Using the basic sugar cookie recipe and after baking, I left some unfrosted and then decorated the rest with a simple vanilla glaze and sprinkles.
Lemon seems to be a favorite of many, so for the second batch I did a lemon-poppy seed version. They have just the right amount of zip from the addition of lemon zest and a slight crunch from poppy seeds, which are both added to the dough before baking.
My third pick was a sweet and spicy cookie that also required adding in some flavor before baking. After the cookie dough is rolled into balls, they’re rolled in a mixture of sugar, cinnamon and cayenne pepper.
Don’t let the pepper scare you. It’s a very small amount but just enough to give the cookie a subtle spicy taste.
Last, but not least, I made a vanilla bean cookie. Again, using the basic sugar cookie recipe, I replaced vanilla with vanilla bean paste to give the cookie a very nice vanilla flavor.

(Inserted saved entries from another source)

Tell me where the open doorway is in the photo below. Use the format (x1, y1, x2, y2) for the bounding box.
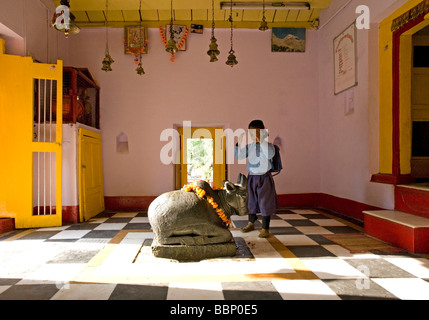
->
(411, 25, 429, 181)
(186, 138, 214, 186)
(176, 126, 226, 189)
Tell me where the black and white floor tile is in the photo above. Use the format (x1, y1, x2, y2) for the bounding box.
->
(0, 209, 429, 300)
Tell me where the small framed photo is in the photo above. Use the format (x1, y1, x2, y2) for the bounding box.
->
(165, 24, 187, 51)
(334, 22, 357, 95)
(124, 25, 148, 55)
(191, 24, 204, 34)
(272, 28, 306, 52)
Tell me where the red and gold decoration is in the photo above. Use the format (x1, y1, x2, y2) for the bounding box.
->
(392, 0, 429, 31)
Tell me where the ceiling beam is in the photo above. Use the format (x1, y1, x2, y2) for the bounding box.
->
(75, 20, 319, 29)
(54, 0, 330, 11)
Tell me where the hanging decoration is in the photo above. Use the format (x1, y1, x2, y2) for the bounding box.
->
(122, 0, 147, 75)
(207, 0, 220, 62)
(225, 0, 238, 67)
(160, 0, 189, 62)
(51, 0, 80, 38)
(160, 26, 189, 62)
(123, 26, 148, 74)
(259, 0, 269, 31)
(101, 0, 114, 72)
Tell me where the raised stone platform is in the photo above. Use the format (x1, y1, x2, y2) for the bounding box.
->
(364, 210, 429, 254)
(152, 240, 237, 262)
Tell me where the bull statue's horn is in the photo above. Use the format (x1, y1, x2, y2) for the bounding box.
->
(225, 181, 237, 193)
(237, 173, 247, 188)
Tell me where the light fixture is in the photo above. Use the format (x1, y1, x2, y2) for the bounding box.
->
(259, 0, 269, 31)
(101, 0, 114, 72)
(51, 0, 80, 38)
(207, 0, 220, 62)
(225, 0, 238, 67)
(165, 0, 178, 55)
(220, 2, 310, 10)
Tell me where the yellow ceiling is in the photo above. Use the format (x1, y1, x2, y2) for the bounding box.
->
(53, 0, 332, 29)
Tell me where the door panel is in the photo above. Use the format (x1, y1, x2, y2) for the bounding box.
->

These were super easy to make. The dough came together quickly, was rolled into balls and in the oven in no time. Be sure not to overbake them. They almost look like they’re not quite done but baking them too long makes them too crispy.

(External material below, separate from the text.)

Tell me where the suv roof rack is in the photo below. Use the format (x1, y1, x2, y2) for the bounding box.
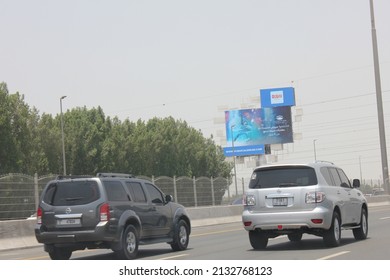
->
(96, 173, 134, 178)
(314, 160, 334, 165)
(56, 175, 93, 180)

Everyone will think you spent days not just a few hours when you add these delicious varieties to your holiday cookie platter.
Other Sugar Cookie Variations
Using the basic sugar cookie recipe, here are the directions for the three holiday cookie variations that require additional ingredients before baking.
Lemon-Poppy Seed Cookies
Prepare dough as directed, except before adding sugar, in a small bowl, combine sugar with 1 tablespoon lemon zest. Using your fingertips, rub lemon zest into the sugar until the sugar becomes very fragrant. Add 2 tablespoons of poppy seeds with the flour.
Spicy Sugar Cookies
Prepare dough as directed. Shape into balls. In a shallow bowl, combine ¼ cup sugar, ½ teaspoon ground cinnamon and ¼ teaspoon cayenne pepper.
Vanilla Bean Cookies
Prepare dough as directed, except substitute 2 teaspoons vanilla bean paste for the vanilla; or cut one vanilla bean in half lengthwise and scrap the seeds from the pod. Beat the seeds into the dough with the egg yolks.

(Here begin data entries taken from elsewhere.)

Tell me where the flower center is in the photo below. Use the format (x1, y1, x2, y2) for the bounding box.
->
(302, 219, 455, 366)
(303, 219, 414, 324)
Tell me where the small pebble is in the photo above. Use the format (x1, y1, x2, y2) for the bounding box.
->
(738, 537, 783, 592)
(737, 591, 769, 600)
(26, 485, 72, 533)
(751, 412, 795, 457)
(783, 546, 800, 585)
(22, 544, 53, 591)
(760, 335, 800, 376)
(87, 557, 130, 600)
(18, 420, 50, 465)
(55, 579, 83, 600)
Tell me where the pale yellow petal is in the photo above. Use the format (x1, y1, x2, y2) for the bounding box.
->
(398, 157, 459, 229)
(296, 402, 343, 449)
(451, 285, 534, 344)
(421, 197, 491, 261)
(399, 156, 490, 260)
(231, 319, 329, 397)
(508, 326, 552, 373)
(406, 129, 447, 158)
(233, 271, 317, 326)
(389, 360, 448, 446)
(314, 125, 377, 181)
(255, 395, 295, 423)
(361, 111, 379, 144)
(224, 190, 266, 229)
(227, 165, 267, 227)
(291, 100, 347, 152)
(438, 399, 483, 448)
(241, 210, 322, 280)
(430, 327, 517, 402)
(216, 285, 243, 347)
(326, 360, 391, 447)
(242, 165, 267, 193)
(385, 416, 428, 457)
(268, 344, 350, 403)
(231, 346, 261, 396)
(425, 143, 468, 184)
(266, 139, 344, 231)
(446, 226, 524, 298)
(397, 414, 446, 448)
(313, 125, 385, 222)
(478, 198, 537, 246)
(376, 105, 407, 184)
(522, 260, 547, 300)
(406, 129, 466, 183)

- 1/2 cup butter, softened
- 1/2 shortening
- 2 cups sugar
- 1 teaspoon baking soda
- 1 teaspoon cream of tartar
- 1/8 teaspoon salt
- 3 egg yolks
- 1/2 teaspoon vanilla
- 1 3/4 cups all-purpose flour
- 1 3/4 cups powdered sugar
- 1/4 teaspoon vanilla
- 2 -3 tablespoons water
- Preheat oven to 300 degrees F. Beat butter and shortening in a large bowl with an electric mixer on medium for about 30 seconds.
- Add sugar, baking soda, cream of tartar and salt.
- Beat until combined, scraping the bowl as needed.
- Beat in egg yolks and vanilla.
- Beat in flour.
- Shape dough into 1-inch balls. Place 2 inches apart on ungreased cookie sheets.
- Bake 12-14 minutes or until edges are set but not brown. Cool on cookie sheets about 2 minutes. Remove from sheets and cool on wire racks.
- Leave plain or frost with vanilla glaze.
- To store cookies, layer cookies between sheets of waxed paper in an airtight container; cover. Store at room temperature for up to 3 days or freeze for up to 3 months.